Saf gerçeklikten, gerçekliğin saf bilgisinden yola çıkan, bilimin metodunu iyi kullanan, gözlemlediklerinin üstünde durup yoğunlaşan, olgulara güvenen yirmili yaşlarda bir bilim adamı.

 

Göçebe Alikan Aşireti yirmili yaşının başlangıcında gözleme imkanı bulduğu, üzerinde çalıştığı ilk proje.

 

Ardından Doğu Anadolu' nun Düzeni…

 

Ve derinleşerek sürdürdüğü diğer önemli çalışmalar…

 

Beşikçi, gerçekleri kovalamada, ortaya çıkarmada, yazmada kararlı,

Ve gösterişsiz, sevimli, ambalajı yumuşak bir adam.

 

Erzurum'un kışı gibi, üniversitenin iklimi de çetin…

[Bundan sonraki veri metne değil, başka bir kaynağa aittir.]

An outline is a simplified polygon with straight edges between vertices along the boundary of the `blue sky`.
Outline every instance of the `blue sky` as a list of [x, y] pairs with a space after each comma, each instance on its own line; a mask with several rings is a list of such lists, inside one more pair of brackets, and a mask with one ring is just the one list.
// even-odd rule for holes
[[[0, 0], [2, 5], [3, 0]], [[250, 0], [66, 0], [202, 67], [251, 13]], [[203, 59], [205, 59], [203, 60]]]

Atatürk üniversitesi resmi ideolojinin önemli kalesi diye düşünülmüş…

İzmir/ Karşıyakalı İnayet Berkman Hoca yufka yürekli…

Atatürk Üniversitesinden arkadaşlarından biri İsmail Beşikçi'nin,

İsmail hocayı seviyor, onu kazadan beladan korumayı üstüne vazife edinmiş...

'' Şu Kürt işi seni yakacak, vazgeç bu ateşe dokunmaktan..'' diyor kendisine kaşla göz arasında…

Daha başkaları da söylüyor benzer şeyleri..

Beşikçi ise, yumuşak yumuşak gülüyor.

Çok doğal ve sakin.

O, gerekeni yaptığına inanıyor.

 

Ama, hocanın arı kovanına çomak soktuğu kesin..

Hem de kovanın el belalı yerine, hem de ısrarla…

 

Hoca, küllerin altındaki yanıp duran kor ateşi görmüş bir kere,

Yüz yıllık bir gerçeğin izini sürmek, hararetini ölçmek istiyor.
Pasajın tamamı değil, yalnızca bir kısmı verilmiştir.